А как убрали и зарыли, – он и привалился.
Он мог жестоко действовать в этих разговорах – и вот тогда, в то время как ничего не думал, но ее, Катерину, всю видел, – вот тогда начало в голове вертеться как бы колесо даже со свистом, и он не мог того колеса остановить:
– Хочу быть формальным регентом, чтоб мне, мне, именно мне – править.
И так подряд: мне, мне, именно мне.
А он совсем не хотел быть регентом, а хотел быть разве генералиссимусом. Но он вознесся, он действовал, и она была вся как есть видна – ив нем это завертелось.
И он все это забывал, он даже не мог остановиться и подумать, что для этого нужно делать, и не думал – а назавтра делал.
И безо всяких мыслей – опять когда был с Катериной и смотрел на нее вострым глазом, – а у нее глаза были закрытые, – опять явилось это самое колесо, и уже другое:
– Принцессу за сына, а тогда именно, именно, именно буду регентом.
А потом забывал и днем распоряжался. А вещей становилось все меньше или не меньше (вещей стало больше) – но все кругом оголело. Как на корабле, когда выходят уже в открытое море, – на нем вещи меняются. И посуда та же – порцелинная или глинная, – и скамья, а все чужое. И когда приедут, – те вещи опять переменятся. Они на время.
Другие вещи будут. И он стал понимать себя, какой он со стороны, – худой. И стал понимать, что его голос сухой и без внутренней мякоти, как бывало.
И раз, когда был вознесен, а она, Катерина, распахнута, он понял, что она устарела, и не подумал, а так, просто, будто сказал:
– Как избыть человека? Как ее, как ее избыть?
И он даже бормотнул это, потому что в ту минуту он был не без страсти к ней, к Марте. А избывать ее теперь и вовсе и никак не хотел.
И тут стала еще одна перемена: он стал осторожен к людям, и хоть был гневлив и памятозлобен, но после гнева, если тот кланялся низко и со смирением, он ему отдавал поклон. Он стал даже забывать обиды, потому что не брал людей в живой счет. И перестал насмехаться, а раньше ему люди казались весьма забавны. Такова ему пришлась власть.

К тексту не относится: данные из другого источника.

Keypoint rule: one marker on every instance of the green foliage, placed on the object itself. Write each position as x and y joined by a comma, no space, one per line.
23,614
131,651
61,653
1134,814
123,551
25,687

Он вызвал из Сибири Шафирова, своего неприятеля. И он осматривал своих министров, господина Волкова и господина Вюста, и думал строго:
– Ох, воруют!
Он стал бояться больших дач, которые ему предлагали, потому что дачи теперь ему были все малы, а другие, верно, тоже берут, и не слишком ли много уходит денежного капитала? По его лейб-гвардии непорядки. Вюст не без подозрения – краснорож, всегда брал, взятчик. А теперь такие конюшни себе построил, и тонкий дух от него пошел – маеран! Ох, берет! А сколько интереса? Вот что небезлюбопытно!
И решил, что после, когда уж станет формально, он Вюста прогонит. Даст ему диплом обнадеживательный, и пусть идет.
И он смотрел на дочек опытным глазом, на белость их кожи, на грудь, какова она будет, он заботливо на них смотрел и предназначал, выбирал.
Выбрал Марью. И иногда ею любовался. А жену перестал видеть, как будто она приблудная или прямо так, от стада отбилась да в дом забрела.
И перед тем как поехать в Сенат, – почувствовал беспокойство: нужно делать людям облегчение. Он позвал своего министра Волкова. После той ночи, когда трон менялся, Волков стал хиреть– пожелтел и дышал глубоко. И он был сердит на Волкова: были хлопоты, скакал там ночью, захворал, – пусть, – но так хиреть, как бы назло, и смотреть жалко в глаза – это скучно становится.
Дано ж ему, Волкову, денег и маетностей – все за ту ночь. Зачем же хворает?